İspanya'da Hunt'ın galibiyetini geri vermekle hata yapıldığını düşünen FIA, aldığı bu kararla durumu dengeliyordu kendince. Sporda iki yanlış bir doğru yapmadığı için, pist üzerinde gayet keyifli bir mücadele yaşanıyor olmasına rağmen, şampiyonluk savaşı çok saçma bir hal almıştı.
Bitime üç yarış kala, Lauda 17 puan farkla liderdi. Basına verdiği demeçlerde Hunt'ın diskalifiyesi hakkında "oldukça mutlu oldum" diyen Lauda, kapalı kapılar ardında Hunt'a çok üzgün olduğunu söylemişti.
Bu sırada Teddy Mayer yaşananlardan iğrendiğini ifade etmişti. Ona göre şampiyona lekelenmişti ve Ferrari bundan gayet memnundu. Mayer, Fuji sonrası da aynı görüşte miydi bilinmez tabi...
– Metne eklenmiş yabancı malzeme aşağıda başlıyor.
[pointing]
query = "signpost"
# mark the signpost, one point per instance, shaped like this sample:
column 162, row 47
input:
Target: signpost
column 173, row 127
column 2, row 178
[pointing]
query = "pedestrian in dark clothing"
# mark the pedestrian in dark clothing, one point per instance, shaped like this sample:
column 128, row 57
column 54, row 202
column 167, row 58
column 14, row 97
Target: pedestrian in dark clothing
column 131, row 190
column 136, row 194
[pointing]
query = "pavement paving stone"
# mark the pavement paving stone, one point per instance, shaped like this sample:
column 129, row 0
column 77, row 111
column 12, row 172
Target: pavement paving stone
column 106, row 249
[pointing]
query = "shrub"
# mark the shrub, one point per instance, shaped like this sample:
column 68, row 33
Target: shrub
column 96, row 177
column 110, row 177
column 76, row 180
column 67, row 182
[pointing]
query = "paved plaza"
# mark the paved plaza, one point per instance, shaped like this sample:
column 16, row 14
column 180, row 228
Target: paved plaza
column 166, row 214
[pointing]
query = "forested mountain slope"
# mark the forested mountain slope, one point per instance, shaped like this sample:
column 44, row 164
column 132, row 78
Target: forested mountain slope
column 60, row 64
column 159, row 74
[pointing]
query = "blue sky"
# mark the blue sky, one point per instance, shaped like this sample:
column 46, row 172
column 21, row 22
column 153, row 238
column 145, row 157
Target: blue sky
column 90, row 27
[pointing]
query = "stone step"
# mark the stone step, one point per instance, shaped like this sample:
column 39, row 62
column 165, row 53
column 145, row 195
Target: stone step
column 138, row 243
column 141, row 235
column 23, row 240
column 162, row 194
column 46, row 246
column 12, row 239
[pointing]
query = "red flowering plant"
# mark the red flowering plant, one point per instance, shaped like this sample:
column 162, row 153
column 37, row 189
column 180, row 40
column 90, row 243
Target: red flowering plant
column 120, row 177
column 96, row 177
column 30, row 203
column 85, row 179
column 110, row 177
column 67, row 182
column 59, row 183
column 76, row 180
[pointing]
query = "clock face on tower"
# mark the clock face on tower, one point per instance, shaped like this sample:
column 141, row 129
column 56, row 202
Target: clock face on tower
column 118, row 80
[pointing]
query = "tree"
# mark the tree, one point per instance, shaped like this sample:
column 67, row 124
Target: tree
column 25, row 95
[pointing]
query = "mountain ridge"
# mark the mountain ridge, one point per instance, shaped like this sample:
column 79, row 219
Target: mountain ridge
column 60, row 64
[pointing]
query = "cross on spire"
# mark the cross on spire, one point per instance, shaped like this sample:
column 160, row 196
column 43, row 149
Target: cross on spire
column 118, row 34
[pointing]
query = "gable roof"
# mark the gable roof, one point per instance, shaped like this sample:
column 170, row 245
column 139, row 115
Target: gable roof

Takım patronları, pilotlar vs.. bir kenara, peki ya Ross Brawn'ın dikkat çektiği seyiciler? Lauda'yı tutanlar için pek bir sorun olmamıştır elbette! Ayrıca F1'in izlenme oranları da tarihinin en yüksek seviyesine çıkmıştı.
O zamanlar bir itirazda bulunmak oldukça ucuzdu. Masa üstünde 50 paund işi görüyordu. Bugün bu rakam binlerce Avro seviyesinde. Acaba Perşembe ya da Pazar akşamları Çin'de neler yaşanacak? Umarım Ross Brawn'ın rakipleri, geçmişte yaşanan bu gibi olayları dikkate alarak ve sağ duyulu davranarak bize yarış sonrası değişen sonuçlar sunmazlar!